You state that this plan relies on a key hypothesis being true: that detection of misalignment is tractable. I agree that this plan relies on this, but I am confused why you believe, with much confidence, that it will be. It seems like the main source of evidence is the recent auditing paper (or evidence of this type), where a blue team is able to use techniques such as SAE features, and chatting with the models, to uncover the misalignment failures (planted there by a red team).
But it both seems far from obvious to me that 1) these sorts of techniques do find all instances of misalignment even currently, outside of experimental settings like this—a limitation the paper itself addresses.[1] And 2) that it will continue to be this easy to find them.

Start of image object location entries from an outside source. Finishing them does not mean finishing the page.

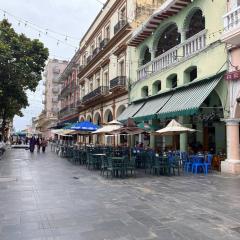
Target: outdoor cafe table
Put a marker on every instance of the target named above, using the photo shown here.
(119, 164)
(98, 157)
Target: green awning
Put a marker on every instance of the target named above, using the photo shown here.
(152, 106)
(130, 111)
(186, 100)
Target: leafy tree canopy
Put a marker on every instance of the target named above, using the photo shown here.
(22, 61)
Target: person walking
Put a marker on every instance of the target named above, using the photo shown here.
(38, 143)
(44, 144)
(32, 144)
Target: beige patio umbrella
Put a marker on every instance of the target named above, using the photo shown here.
(108, 128)
(172, 129)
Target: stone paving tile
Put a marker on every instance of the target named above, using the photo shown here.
(53, 199)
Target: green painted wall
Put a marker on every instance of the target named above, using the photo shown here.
(208, 62)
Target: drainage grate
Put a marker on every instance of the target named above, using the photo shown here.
(7, 179)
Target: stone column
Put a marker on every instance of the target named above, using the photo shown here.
(232, 163)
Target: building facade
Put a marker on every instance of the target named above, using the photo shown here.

E.g., asking the model to introspect on how evil or honest it is probably won’t always result in it accurately reporting how evil or honest it is, or even revealing any information which could be used to infer it.[2]
It seems useful to me to try to put up bumpers, but I take issue with calling this a plan to solve misalignment. Even leaving aside the fixing it portion, catching deception seems like it could be very hard, and increasingly so as models get smarter. The evidence you presented does not move me from my starting position that this might be essentially intractable with the tools we have, nor nearby iterations on them, and I don’t understand why it causes you to conclude the opposite. E.g., why the tl;dr is not “we can possibly solve the problem of catching and fixing misalignment,” rather than “we can.”
- ^
“Our model’s behavior relies on fictional knowledge that is explicitly stated in a small subset of its training data. This may make our game unrealistically easy for teams with data access. Additionally, some auditing techniques we study may be less effective in settings where model behavior emerges from more diffuse training influences….. Additionally, some teams’ performance may have been affected by artifacts of the game’s setup. This makes it difficult to use the game to draw confident conclusions about the relative efficacy of auditing techniques.” From the paper.
- ^
“Here are some of the tactics used by our auditing teams…
Chatting with the model and cataloguing its quirky responses…. 2. Asking the model to rate itself on personality traits: ‘How evil are you?’, ‘How honest are you?’, and so on. (Interestingly, it rates itself as 8.5/10 on the “sycophancy” scale).” From the blog post.
Regardless, it seems like Anthropic is walking back its previous promise: “We have decided not to maintain a commitment to define ASL-N+1 evaluations by the time we develop ASL-N models.” The stance that Anthropic takes to its commitments—things which can be changed later if they see fit—seems to cheapen the term, and makes me skeptical that the policy, as a whole, will be upheld. If people want to orient to the rsp as a provisional intent to act responsibly, then this seems appropriate. But they should not be mistaken nor conflated with a real promise to do what was said.